JAKARTA - China hopes to conclude talks on the Asean-led 16-nation Regional Comprehensive Economic Partnership (RCEP) soon amid an escalating trade spat with the United States.
Chinese Ambassador to Asean Huang Xilian said on Thursday (July 12) that Beijing notes the urgency of the deal to maintain a rules-based trading system amid a surge in protectionism in global trade.
Both parties consider the deal "the best way" to safeguard multilateralism, Mr Huang told journalists in an interview after an event to mark the 15th anniversary of the Asean-China Strategic Partnership.
"We work together with Asean and other members to conclude RCEP at an early date and to work together to safeguard the multilateral trading system," he added.
Negotiations for the RCEP were launched in 2012 between 10 members of Asean and its six major trading partners - Australia, China, India, Japan, New Zealand and South Korea - with the aim of creating an integrated market of more than three billion people.

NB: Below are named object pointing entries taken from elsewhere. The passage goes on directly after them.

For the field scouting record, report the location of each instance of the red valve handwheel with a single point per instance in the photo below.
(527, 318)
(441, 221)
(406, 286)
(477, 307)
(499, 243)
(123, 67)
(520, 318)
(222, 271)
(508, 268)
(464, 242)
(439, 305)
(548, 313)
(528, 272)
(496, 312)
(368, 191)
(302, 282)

The Asian Development Bank has estimated that the agreement will increase gross domestic product in the region by around US$644 billion (S$876.9 billion) by 2025 through freer movements of goods, services, investment and labour.
Mr Huang noted that the escalating trade war between Beijing and Washington will have repercussions in Asean countries although he did not elaborate.
Last week, the US applied 25 per cent tariffs on US$34 billion of Chinese goods, and China immediately responded by imposing levies on US$34 billion of American items.
Both countries are planning to apply duties on another US$16 billion in goods that would affect $50 billion worth of shipments in total.
As the US is preparing for another round of tariff hikes, China will certainly move forward with "necessary counter-measures", Mr Huang said, adding that they will be announced soon.
"We have to adapt to the trend of protectionism, unilateralism. If protectionism is appeased, it will lead to even greater disaster in the future," he added.
China's exports have grown significantly following its entry into the World Trade Organisation in 2001, allowing it to become the world's second-biggest economy after the US. But it has faced mounting accusations from its trading partners, including the US, that it has adopted unfair trade practices.
Asean Secretary-General Lim Jock Hoi told the anniversary event that the relationship between the bloc and China is among "the most substantive and dynamic partnerships" in the region.
He added that both parties will take advantage of the upgraded Asean-China Free Trade Area to achieve their goals of posting US$1 trillion in two-way trade and US$150 billion in two-way investment by 2020, he added.
"We are also committed to working together to make substantive progress in the negotiation for a quality Regional Comprehensive Economic Partnership this year to boost regional trade and growth."
Trade between Asean and China hit an all-time high of US$514.8 billion last year, up 13.8 per cent year on year, according to China's Ministry of Commerce as quoted by Xinhua.
China's exports to the South-east Asian grouping rose by 9 per cent year on year to US$279.1 billion in the past year, while its imports from Asean climbed by 20 per cent to US$235.7 billion.
Vietnam, Malaysia and Thailand were China's largest trading partners in the region last year.
China spent US$9.2 billion in the region in 2016, according to the Asean Secretariat.